Generating a Petastorm Dataset That Is Compatible With Different ML Frameworks

For you to generate a dataset using Petastorm, you will need to define a Unischema, which is simply a data schema. It is only at this step that you will need to define the schema, since Petastorm will translate it into all supported framework formats, which include TensorFlow, pure Python, and PySpark. 

A path to the dataset is sufficient to read an instance of Unischema since it is serialized as a customized field into a Parquet store metadata. 

Analyzing and Manipulating the Dataset

Analysis and manipulation of the dataset is made possible by the use of the Parquet data format, which is supported by Spark, hence the availability of Spark tools. 

Parallelizing Data Loading and Decoding Operations

Petastorm avails two strategies to parallelizing data loading and decoding operations: 

1. Thread pool implementation
2. Process pool implementation

The strategic choice will depend on the kind of data you want to read.

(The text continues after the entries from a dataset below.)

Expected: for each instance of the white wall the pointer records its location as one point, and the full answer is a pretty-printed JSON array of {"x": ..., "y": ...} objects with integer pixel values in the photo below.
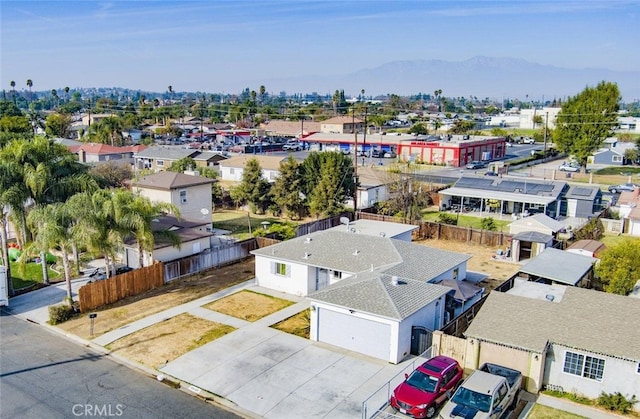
[
  {"x": 618, "y": 376},
  {"x": 426, "y": 317},
  {"x": 187, "y": 249}
]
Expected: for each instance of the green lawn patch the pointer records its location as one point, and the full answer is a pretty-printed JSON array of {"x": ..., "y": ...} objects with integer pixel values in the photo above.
[{"x": 29, "y": 275}]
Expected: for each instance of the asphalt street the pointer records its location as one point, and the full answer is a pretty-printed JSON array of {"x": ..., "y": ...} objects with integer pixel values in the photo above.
[{"x": 43, "y": 375}]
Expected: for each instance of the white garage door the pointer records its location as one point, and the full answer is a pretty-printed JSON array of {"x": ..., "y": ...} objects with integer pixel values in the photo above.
[{"x": 350, "y": 332}]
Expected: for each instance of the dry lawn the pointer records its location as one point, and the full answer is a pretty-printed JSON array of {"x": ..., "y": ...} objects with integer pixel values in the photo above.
[
  {"x": 481, "y": 259},
  {"x": 298, "y": 324},
  {"x": 166, "y": 341},
  {"x": 154, "y": 301},
  {"x": 248, "y": 305}
]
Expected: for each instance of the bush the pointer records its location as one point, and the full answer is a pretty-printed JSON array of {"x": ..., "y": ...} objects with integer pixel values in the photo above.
[
  {"x": 444, "y": 218},
  {"x": 61, "y": 313},
  {"x": 616, "y": 402}
]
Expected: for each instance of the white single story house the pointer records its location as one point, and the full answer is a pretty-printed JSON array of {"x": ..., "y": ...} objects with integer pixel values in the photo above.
[
  {"x": 374, "y": 314},
  {"x": 195, "y": 237},
  {"x": 232, "y": 168},
  {"x": 371, "y": 293},
  {"x": 579, "y": 340}
]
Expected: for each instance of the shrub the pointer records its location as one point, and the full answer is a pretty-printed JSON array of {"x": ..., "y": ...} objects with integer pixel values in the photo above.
[
  {"x": 61, "y": 313},
  {"x": 616, "y": 402}
]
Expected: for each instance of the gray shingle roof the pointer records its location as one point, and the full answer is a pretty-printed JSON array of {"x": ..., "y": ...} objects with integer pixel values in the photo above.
[
  {"x": 375, "y": 293},
  {"x": 353, "y": 253},
  {"x": 583, "y": 319},
  {"x": 558, "y": 265},
  {"x": 165, "y": 153}
]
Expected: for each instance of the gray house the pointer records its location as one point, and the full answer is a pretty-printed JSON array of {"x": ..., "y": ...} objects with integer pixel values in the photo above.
[{"x": 554, "y": 266}]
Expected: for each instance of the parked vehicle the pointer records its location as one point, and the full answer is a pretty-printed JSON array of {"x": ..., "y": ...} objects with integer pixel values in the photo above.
[
  {"x": 475, "y": 165},
  {"x": 489, "y": 392},
  {"x": 428, "y": 386},
  {"x": 629, "y": 187},
  {"x": 569, "y": 167}
]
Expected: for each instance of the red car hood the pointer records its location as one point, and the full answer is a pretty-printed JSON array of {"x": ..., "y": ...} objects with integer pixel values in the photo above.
[{"x": 411, "y": 395}]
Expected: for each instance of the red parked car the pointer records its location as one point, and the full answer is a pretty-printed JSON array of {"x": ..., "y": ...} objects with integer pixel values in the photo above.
[{"x": 427, "y": 388}]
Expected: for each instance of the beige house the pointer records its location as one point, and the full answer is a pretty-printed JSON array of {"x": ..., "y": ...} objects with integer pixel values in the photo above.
[
  {"x": 232, "y": 168},
  {"x": 189, "y": 193},
  {"x": 342, "y": 124}
]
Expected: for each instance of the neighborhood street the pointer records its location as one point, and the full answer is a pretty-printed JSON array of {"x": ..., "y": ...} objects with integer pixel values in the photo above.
[{"x": 44, "y": 375}]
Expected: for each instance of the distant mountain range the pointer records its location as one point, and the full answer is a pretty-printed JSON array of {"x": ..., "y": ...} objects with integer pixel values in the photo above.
[{"x": 478, "y": 76}]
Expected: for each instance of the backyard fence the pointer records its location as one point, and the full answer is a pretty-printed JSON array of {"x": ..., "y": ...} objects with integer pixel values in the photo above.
[{"x": 99, "y": 293}]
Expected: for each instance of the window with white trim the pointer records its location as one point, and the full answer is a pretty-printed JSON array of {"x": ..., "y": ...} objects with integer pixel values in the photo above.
[{"x": 583, "y": 365}]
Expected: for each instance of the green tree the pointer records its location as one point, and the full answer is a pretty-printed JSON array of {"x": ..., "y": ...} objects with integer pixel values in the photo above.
[
  {"x": 619, "y": 267},
  {"x": 254, "y": 189},
  {"x": 287, "y": 189},
  {"x": 586, "y": 120}
]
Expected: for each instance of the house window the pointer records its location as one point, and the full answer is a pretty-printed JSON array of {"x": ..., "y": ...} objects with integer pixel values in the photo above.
[
  {"x": 281, "y": 269},
  {"x": 584, "y": 366}
]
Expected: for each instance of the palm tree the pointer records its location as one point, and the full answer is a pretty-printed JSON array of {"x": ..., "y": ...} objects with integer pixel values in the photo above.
[
  {"x": 54, "y": 224},
  {"x": 30, "y": 85}
]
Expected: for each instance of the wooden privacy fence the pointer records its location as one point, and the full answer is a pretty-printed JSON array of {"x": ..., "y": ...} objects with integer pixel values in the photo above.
[
  {"x": 108, "y": 291},
  {"x": 438, "y": 231}
]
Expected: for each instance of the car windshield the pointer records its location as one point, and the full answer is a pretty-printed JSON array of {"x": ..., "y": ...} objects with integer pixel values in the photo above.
[
  {"x": 470, "y": 398},
  {"x": 422, "y": 381}
]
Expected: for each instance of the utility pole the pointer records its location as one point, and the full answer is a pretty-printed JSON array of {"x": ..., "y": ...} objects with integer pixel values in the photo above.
[
  {"x": 355, "y": 162},
  {"x": 546, "y": 125}
]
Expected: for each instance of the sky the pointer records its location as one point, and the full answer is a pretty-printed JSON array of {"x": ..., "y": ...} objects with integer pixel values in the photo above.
[{"x": 221, "y": 46}]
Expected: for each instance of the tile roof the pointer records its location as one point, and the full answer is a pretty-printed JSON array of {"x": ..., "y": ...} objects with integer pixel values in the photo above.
[
  {"x": 584, "y": 319},
  {"x": 170, "y": 180},
  {"x": 353, "y": 253},
  {"x": 266, "y": 162},
  {"x": 378, "y": 294},
  {"x": 560, "y": 266}
]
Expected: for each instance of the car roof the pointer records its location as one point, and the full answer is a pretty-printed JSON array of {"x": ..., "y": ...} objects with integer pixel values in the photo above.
[{"x": 436, "y": 365}]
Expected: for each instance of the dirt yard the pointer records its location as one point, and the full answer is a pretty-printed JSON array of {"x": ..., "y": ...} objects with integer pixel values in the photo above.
[
  {"x": 166, "y": 341},
  {"x": 178, "y": 292},
  {"x": 481, "y": 259}
]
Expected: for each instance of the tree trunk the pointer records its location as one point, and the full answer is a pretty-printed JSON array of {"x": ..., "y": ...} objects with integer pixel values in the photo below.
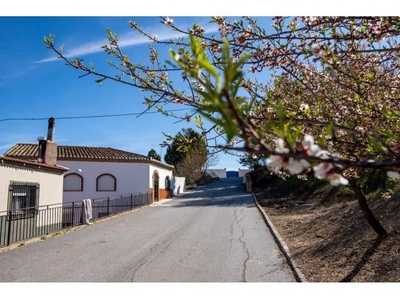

In a typical scenario, as Andrey illustrates in his project, “Machine Learning Model: Python Sklearn & Keras,” the thread pool implementation strategy is used when a row contains encoded and high-resolution images. This is because in this case, a lot of the processing time is being spent in decoding the images through a C++ code. In this instance, no Python Global Interpreter Lock (GIL) is being held.

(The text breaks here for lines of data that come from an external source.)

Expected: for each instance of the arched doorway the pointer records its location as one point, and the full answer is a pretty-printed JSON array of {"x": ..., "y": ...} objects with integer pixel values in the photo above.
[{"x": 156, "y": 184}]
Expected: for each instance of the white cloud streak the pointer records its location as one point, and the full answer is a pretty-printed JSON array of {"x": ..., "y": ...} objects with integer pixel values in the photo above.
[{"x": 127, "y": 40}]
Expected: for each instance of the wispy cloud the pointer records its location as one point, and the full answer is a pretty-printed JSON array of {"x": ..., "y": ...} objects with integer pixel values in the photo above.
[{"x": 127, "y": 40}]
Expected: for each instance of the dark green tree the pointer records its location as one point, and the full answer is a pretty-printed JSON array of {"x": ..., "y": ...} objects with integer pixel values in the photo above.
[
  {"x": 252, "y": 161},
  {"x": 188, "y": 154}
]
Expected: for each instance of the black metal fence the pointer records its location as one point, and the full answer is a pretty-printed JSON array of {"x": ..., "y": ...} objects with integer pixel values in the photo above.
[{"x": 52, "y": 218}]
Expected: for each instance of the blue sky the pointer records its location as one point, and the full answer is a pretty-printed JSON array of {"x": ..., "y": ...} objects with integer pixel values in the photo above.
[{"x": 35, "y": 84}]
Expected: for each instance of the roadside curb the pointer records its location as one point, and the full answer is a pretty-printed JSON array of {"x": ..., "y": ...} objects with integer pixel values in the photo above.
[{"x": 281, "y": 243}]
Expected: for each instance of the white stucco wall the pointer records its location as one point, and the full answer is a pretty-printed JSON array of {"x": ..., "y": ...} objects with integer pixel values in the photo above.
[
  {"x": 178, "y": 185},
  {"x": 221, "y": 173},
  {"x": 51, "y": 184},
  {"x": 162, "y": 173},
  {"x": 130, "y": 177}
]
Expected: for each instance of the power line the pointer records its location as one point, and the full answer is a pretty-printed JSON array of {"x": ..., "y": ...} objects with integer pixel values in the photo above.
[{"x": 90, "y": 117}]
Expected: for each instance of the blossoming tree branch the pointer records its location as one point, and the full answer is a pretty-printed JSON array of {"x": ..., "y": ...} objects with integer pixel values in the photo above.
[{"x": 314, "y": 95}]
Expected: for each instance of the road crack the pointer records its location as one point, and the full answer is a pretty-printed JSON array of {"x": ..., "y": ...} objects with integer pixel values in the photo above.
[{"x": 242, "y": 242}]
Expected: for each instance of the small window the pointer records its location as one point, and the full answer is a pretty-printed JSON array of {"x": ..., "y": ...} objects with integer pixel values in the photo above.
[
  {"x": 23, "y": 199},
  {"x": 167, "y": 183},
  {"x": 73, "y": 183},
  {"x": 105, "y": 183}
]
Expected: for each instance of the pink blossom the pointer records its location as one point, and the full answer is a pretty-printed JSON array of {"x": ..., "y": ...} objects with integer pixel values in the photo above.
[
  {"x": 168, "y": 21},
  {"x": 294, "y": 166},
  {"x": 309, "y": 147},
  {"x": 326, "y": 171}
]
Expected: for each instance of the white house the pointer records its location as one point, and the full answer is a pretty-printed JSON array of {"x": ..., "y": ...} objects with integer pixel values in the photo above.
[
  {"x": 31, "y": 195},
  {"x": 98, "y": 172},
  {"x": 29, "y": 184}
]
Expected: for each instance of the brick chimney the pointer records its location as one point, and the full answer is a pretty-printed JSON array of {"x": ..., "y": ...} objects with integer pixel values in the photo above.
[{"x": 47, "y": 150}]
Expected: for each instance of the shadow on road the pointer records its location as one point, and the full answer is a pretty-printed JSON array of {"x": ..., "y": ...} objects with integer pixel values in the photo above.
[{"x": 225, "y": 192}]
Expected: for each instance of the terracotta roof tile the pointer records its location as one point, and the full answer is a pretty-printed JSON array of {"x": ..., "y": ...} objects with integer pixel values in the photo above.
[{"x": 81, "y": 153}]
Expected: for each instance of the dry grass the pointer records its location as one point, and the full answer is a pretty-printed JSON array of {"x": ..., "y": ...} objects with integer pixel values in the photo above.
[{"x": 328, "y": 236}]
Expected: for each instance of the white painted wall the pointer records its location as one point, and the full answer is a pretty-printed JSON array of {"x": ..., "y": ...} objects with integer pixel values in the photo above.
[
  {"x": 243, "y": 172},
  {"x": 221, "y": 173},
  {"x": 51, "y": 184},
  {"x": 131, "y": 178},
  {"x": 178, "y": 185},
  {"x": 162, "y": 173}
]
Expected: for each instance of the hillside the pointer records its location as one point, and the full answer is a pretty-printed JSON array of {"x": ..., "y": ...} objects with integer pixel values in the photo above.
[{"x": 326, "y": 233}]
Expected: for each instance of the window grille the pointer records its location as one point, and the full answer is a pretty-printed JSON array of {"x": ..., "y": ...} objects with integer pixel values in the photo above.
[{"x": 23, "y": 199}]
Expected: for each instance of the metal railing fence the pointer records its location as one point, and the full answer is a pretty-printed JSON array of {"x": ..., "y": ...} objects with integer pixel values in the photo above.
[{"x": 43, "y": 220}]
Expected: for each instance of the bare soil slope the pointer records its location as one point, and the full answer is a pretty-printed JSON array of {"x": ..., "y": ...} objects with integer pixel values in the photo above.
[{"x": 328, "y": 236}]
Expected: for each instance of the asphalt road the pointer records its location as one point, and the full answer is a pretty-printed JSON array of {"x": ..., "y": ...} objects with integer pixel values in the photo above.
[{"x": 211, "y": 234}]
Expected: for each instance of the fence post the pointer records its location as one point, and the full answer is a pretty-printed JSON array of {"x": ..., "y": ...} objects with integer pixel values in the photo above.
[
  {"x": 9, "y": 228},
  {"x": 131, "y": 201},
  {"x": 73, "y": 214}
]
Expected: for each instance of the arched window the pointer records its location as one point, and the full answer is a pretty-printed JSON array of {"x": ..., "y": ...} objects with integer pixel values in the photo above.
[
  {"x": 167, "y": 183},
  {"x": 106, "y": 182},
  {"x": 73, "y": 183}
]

The process pool implementation strategy, on the other hand, is more appropriate when row sizes are small. In this instance, most processing is done using Python code only. More than one process must run parallelly so as to overcome the execution serialization that is brought about by Global Interpreter Lock.

Summary

Petastorm, which we have learned is an open-source data access library developed by Uber ATG, enables both single machine and distributed training and the evaluation of deep learning models precisely from datasets in the Apache Parquet format. 

This article discusses how to use Petastorm as the go-to approach because it enables a one dataset approach. It reviews the supported tools that help with evaluating deep learning models.

Petastorm supports popular machine learning frameworks that are Python-based, such as PyTorch, PySpark, and Tensorflow.